Hace un tiempo que de vez en cuando tropiezo con él. Parece ser que va dando vueltas por el barrio
sin rumbo aparente. Es un hombre
singular. Raro, diría yo.
La primera impresión es de un vagabundo aunque
algo no acaba de encajar. Si te fijas mejor te das cuenta que su ropa es correcta, pantalones de pana
y chaqueta a cuadros, quizá un poco envejecida, pero el problema al conjunto es
la pose. Va semicurvo, cabizbajo y arrastrando los pies. Pero hay más, lo que verdaderamente choca es que en su mano derecha lleva un libro. El cual va leyendo
mientras deambula en su eterno paseo.No
he sido capaz de averiguar si realmente ha conseguido una técnica para poder
leer y andar simultáneamente, o
si simplemente pasea a su querido amigo. Y todo ello sin tropezarse, porque jamás
le he visto levantar la cabeza de su
libro. Como decía, es un hombre singular.

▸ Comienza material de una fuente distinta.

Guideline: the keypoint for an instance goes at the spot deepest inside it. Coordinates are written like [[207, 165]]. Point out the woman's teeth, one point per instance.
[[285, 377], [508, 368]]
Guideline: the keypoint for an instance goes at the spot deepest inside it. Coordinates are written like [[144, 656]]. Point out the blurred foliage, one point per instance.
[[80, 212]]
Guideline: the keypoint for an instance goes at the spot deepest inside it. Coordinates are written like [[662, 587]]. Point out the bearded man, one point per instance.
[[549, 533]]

Ahora, acostumbrada a él, ya no le temo, ni se apodera de mi esa repulsa que sufrimos las personas ante la visión de lo gretesco. Ahora, cuando tropiezo con él se me dibuja una media sonrisa. Se ha convertido en algo familiar aunque ajeno a la vez. Son de esas personas que acaban un poco convirtiéndose en decorados de
nuestra vida. Ese hombre, cuyo nombre y circunstancias
desconozco, despierta en mi curiosidad. No es el típico personaje
que entristece al verle, al revés, provoca una alegre melancolía porque de alguna
forma es feliz. Simplemente, aunque no lo podamos entender, es un hombre que decidió vivir en otro mundo.
Un mundo lleno de paseos y lecturas. Un hombre que decidió ser: un lector errante.